Die Seele fliegt, soweit der Himmel reicht – Homo faber contra Philon von Alexandria und Eduard Mörike

Manchem mag die Überschrift meines Postes vom 13. Oktober – Vögelschwärme sind tanzende Galaxien, sind unsere Gedanken und Seelenflüge – reichlich mystisch vorgekommen sein, und mystisch bedeutet ja für den ein oder anderen (zu) entrückt, abgehoben, unbewiesen, irreal.

Nun, Mystiker, zu denen ich nicht die Ehre habe, mich rechnen zu dürfen, kümmern sich nicht um solche Wertungen. 
Auch Eduard Mörike nicht, der 21-jährig mystisch schrieb, dass seine Seele einem Kristall gleiche und er wahrnahm:

Die Seele fliegt, soweit der Himmel reicht.

Mörike bezog sich hier auf jenen existentiell wichtigen Moment zwischen Schlaf und Aufgewachtsein, kurz bevor –wie der junge Autor formuliert – der Tag "Die Purpurlippe, die geschlossen lag" durch seine "königlichen Flüge" vergessen macht.
Ein bemerkenswertes Gedicht, dieses An einem Wintermorgen, vor Sonnenaufgang.

Reichlich mystisch, könnte man meinen - und doch so wahr, wie ich darzulegen versucht habe.
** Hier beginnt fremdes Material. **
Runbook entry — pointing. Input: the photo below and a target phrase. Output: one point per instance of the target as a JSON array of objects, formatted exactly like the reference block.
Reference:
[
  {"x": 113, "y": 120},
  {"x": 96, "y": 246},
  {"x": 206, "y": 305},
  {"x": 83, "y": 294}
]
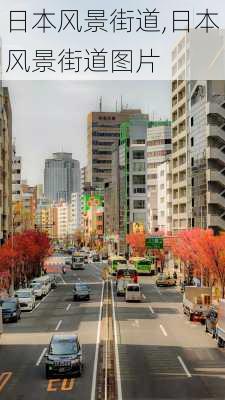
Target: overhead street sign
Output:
[{"x": 154, "y": 242}]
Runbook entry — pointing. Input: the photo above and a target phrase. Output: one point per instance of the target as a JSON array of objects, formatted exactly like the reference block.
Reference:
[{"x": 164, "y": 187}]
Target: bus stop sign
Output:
[{"x": 154, "y": 242}]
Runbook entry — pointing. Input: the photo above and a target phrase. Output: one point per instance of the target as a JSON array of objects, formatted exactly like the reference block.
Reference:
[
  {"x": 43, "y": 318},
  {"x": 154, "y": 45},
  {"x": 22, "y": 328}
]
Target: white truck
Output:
[
  {"x": 196, "y": 301},
  {"x": 1, "y": 324},
  {"x": 220, "y": 328}
]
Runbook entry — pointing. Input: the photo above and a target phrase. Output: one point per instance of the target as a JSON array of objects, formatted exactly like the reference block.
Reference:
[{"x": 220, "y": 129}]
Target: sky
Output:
[{"x": 50, "y": 116}]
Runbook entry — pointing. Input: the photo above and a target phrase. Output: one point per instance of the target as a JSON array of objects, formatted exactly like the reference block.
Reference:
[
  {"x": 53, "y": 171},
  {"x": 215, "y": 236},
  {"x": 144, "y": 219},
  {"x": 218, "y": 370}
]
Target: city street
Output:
[
  {"x": 162, "y": 355},
  {"x": 22, "y": 373}
]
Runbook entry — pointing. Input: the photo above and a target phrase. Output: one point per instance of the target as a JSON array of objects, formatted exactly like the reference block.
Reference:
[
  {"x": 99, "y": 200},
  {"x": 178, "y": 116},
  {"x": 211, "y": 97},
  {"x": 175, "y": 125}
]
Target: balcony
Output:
[
  {"x": 215, "y": 176},
  {"x": 216, "y": 198},
  {"x": 216, "y": 221},
  {"x": 215, "y": 132},
  {"x": 215, "y": 153},
  {"x": 214, "y": 108}
]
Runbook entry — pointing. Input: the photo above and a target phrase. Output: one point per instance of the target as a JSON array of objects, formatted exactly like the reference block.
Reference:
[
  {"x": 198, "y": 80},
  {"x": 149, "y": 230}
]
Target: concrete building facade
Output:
[
  {"x": 61, "y": 177},
  {"x": 164, "y": 196},
  {"x": 103, "y": 132},
  {"x": 132, "y": 178},
  {"x": 181, "y": 211},
  {"x": 158, "y": 150}
]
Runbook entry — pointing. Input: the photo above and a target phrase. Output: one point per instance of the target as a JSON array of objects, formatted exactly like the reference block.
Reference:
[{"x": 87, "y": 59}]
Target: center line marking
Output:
[
  {"x": 163, "y": 330},
  {"x": 58, "y": 325},
  {"x": 41, "y": 356},
  {"x": 184, "y": 367},
  {"x": 151, "y": 309}
]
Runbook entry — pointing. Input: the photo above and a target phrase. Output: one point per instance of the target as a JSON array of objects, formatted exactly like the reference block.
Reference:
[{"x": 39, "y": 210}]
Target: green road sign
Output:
[{"x": 154, "y": 242}]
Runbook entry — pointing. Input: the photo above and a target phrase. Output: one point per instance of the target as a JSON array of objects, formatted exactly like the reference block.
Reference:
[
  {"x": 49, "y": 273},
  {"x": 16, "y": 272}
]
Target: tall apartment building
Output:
[
  {"x": 16, "y": 190},
  {"x": 103, "y": 132},
  {"x": 74, "y": 213},
  {"x": 207, "y": 154},
  {"x": 158, "y": 150},
  {"x": 164, "y": 196},
  {"x": 5, "y": 165},
  {"x": 181, "y": 211},
  {"x": 61, "y": 177},
  {"x": 132, "y": 177}
]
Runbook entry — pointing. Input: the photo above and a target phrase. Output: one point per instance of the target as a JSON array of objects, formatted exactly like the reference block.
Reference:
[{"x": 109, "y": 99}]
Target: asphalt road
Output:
[
  {"x": 22, "y": 373},
  {"x": 161, "y": 354}
]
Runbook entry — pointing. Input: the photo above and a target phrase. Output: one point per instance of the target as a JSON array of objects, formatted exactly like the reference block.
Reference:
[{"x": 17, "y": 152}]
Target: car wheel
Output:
[{"x": 47, "y": 374}]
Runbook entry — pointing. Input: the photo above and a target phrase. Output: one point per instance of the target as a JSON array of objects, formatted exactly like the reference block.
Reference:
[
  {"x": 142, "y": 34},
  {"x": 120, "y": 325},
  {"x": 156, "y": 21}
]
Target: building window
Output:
[
  {"x": 139, "y": 204},
  {"x": 138, "y": 179},
  {"x": 138, "y": 155}
]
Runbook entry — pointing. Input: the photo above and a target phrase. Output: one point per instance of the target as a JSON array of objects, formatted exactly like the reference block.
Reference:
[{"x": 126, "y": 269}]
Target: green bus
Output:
[
  {"x": 144, "y": 266},
  {"x": 114, "y": 262}
]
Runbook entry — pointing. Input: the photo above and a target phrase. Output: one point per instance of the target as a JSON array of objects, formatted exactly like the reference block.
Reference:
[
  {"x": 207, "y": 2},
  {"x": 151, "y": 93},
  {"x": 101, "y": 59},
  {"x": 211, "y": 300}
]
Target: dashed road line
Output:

Wem kommt nicht als Dokument eines Menschen, der Mystik total ablehnt, Homo faber kurz nach seinem Flugzeugabsturz in der Wüste von Tamaulipas in den Sinn, lange, bevor sich uns am Schluss des Buches ein ganz anderer präsentiert; da ist er nicht mehr jener, der zu Anfang mystisch gleich weibisch gleich hysterisch setzt und dementsprechend "philosophiert":

Ich glaube nicht an Fügung und Schicksal, als Techniker bin ich gewohnt, mit den Formeln der Wahrscheinlichkeit zu rechnen. Wieso Fügung? (...) Ich brauche, um das Unwahrscheinliche als Erfahrungstatsache gelten zu lassen, keinerlei Mystik. Mathematik genügt mir (...) Ich habe mich schon oft gefragt, was die Leute eigentlich meinen, wenn sie von Erlebnis reden. Ich bin Techniker und gewohnt, die Dinge zu sehen, wie sie sind. Ich sehe alles, wovon sie reden, sehr genau; ich bin ja nicht blind. Ich sehe den Mond über der Wüste von Tamaulipas - klarer als je, mag sein, aber eine errechenbare Masse, die um unseren Planeten kreist, eine Sache der Gravitation, interessant, aber wieso ein Erlebnis? Ich sehe die gezackten Felsen, schwarz vor dem Schein des Mondes; sie sehen aus, mag sein, wie die gezackten Rücken von urweltlichen Tieren, aber ich weiß: Es sind Felsen, Gestein, wahrscheinlich vulkanisch, das müsste man nachsehen und feststellen. Wozu soll ich mich fürchten? Es gibt keine  urweltlichen Tiere mehr. Wozu sollte ich sie mir einbilden? Ich sehe auch keine versteinerten Engel, es tut mir Leid; auch keine Dämonen, ich sehe, was ich sehe: die üblichen Formen der Erosion, dazu meinen langen Schatten auf dem Sand, aber keine Gespenster. Wozu weibisch werden? Ich sehe auch keine Sintflut, sondern Sand, vom Mond beschienen, vom Wind gewellt wie Wasser, was mich nicht überrascht (...) Wozu hysterisch sein? Gebirge sind Gebirge, auch wenn sie in gewisser Beleuchtung, mag sein, wie irgendetwas anderes aussehen, es ist aber die Sierra Madre Oriental, und wir stehen nicht in einem Totenreich, sondern in der Wüste von Tamaulipas, Mexiko, ungefähr sechzig Meilen von der nächsten Straße entfernt, was peinlich ist, aber wieso ein Erlebnis? Ein Flugzeug ist für mich ein Flugzeug, ich sehe keinen ausgestorbenen Vogel dabei, sondern eine Super-Constellation mit Motor-Defekt, nichts weiter, und da kann der Mond sie bescheinen, wie er will. Warum soll ich erleben, was gar nicht ist?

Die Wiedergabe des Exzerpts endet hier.